For the reasons explained above, we are of the view that the factors referred to by the partners to contend that the company acts ‘in concert’ with them, does not pass the affiliate test in subsection 328-130(1).
We are also of the view that all the factors referred to by the partners (i.e. the company paying dividends to each of the partners discretionary trusts and being a tenant to the partners on normal commercial terms) would also come within the exclusion provision in subsection 328-130(2), as merely being part of the ‘nature of the business relationship’ between the company and each of the partners.
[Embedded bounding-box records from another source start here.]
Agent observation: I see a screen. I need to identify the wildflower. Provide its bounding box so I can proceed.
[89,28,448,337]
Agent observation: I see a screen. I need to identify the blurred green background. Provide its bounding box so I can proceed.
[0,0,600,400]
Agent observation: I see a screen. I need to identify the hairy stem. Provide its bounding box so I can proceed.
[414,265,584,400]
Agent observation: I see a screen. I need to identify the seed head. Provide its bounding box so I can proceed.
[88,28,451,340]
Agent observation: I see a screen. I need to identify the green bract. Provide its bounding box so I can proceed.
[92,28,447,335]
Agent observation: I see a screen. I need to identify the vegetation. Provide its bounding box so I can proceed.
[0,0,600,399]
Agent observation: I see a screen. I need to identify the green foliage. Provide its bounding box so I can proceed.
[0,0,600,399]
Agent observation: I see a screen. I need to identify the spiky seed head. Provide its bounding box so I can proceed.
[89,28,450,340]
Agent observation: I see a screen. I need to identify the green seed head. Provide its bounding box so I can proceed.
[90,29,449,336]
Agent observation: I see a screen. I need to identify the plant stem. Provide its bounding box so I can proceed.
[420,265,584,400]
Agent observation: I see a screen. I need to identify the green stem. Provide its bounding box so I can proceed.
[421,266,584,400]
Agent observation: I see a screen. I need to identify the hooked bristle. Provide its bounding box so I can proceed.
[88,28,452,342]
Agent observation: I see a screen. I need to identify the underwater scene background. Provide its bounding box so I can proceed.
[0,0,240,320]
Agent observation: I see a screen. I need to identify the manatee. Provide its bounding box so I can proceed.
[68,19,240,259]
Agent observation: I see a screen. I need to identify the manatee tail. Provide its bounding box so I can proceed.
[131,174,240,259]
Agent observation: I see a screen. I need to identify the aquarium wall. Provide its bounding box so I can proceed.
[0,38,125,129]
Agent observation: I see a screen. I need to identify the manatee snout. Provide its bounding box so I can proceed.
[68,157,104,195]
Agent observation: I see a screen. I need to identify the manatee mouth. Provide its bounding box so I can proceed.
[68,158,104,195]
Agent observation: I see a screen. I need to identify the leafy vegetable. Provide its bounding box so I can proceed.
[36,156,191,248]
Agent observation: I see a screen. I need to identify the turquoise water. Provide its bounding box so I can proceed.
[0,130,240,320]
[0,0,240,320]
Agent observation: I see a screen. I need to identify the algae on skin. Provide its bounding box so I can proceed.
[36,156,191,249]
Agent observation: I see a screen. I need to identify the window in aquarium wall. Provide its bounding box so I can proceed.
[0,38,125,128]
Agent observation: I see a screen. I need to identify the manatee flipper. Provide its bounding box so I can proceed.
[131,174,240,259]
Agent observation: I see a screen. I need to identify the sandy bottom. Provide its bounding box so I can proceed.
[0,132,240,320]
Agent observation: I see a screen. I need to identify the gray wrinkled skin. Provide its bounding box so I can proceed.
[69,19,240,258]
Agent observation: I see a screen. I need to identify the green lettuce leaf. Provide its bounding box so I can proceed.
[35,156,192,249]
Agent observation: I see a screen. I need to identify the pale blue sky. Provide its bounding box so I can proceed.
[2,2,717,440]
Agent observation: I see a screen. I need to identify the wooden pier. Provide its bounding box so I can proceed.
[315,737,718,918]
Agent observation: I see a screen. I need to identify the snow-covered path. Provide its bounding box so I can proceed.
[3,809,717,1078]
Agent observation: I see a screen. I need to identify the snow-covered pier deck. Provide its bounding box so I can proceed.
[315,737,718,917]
Accordingly, the company is not your affiliate for the purposes of section 328-130.
Question 3
Does each of the partners in the partnership satisfy the maximum net asset value test contained in the section 152-15 of the ITAA 1997?
Summary
It is not necessary for the Commissioner to answer this question, as a basic condition to be able to claim relief under Division 152 of the ITAA 1997 has not been satisfied, i.e. the property is not considered to be an active asset.
Detailed reasoning
Section 152-10 lists a number of basic conditions that are to be satisfied before a capital gain you make may be reduced or disregarded under Division 152. As it is our view that the property did not fall within the meaning of an active asset means that one of the basic conditions in section 152-10 has not been met. Hence, it not necessary to consider whether one of the other basic conditions has been satisfied.
Question 4
Is the capital gain arising as a result of the CGT event eligible to be reduced under the small business CGT concessions contained in Subdivisions 152-C and 152-E of the ITAA 1997?
Summary
As a basic condition has not been satisfied you are not eligible to claim relief under Division 152 for the capital gain made from the sale of the property.
Detailed reasoning
Section 152-10 lists a number of basic conditions that are to be satisfied before a capital gain you make may be reduced or disregarded under Division 152. As it is our view that the property did not fall within the meaning of an active asset means that one of the basic conditions in section 152-10 has not been met. Hence, it not necessary to consider whether the capital gain made from the sale of the property is eligible to be reduced under Subdivisions 152-C and 152-E.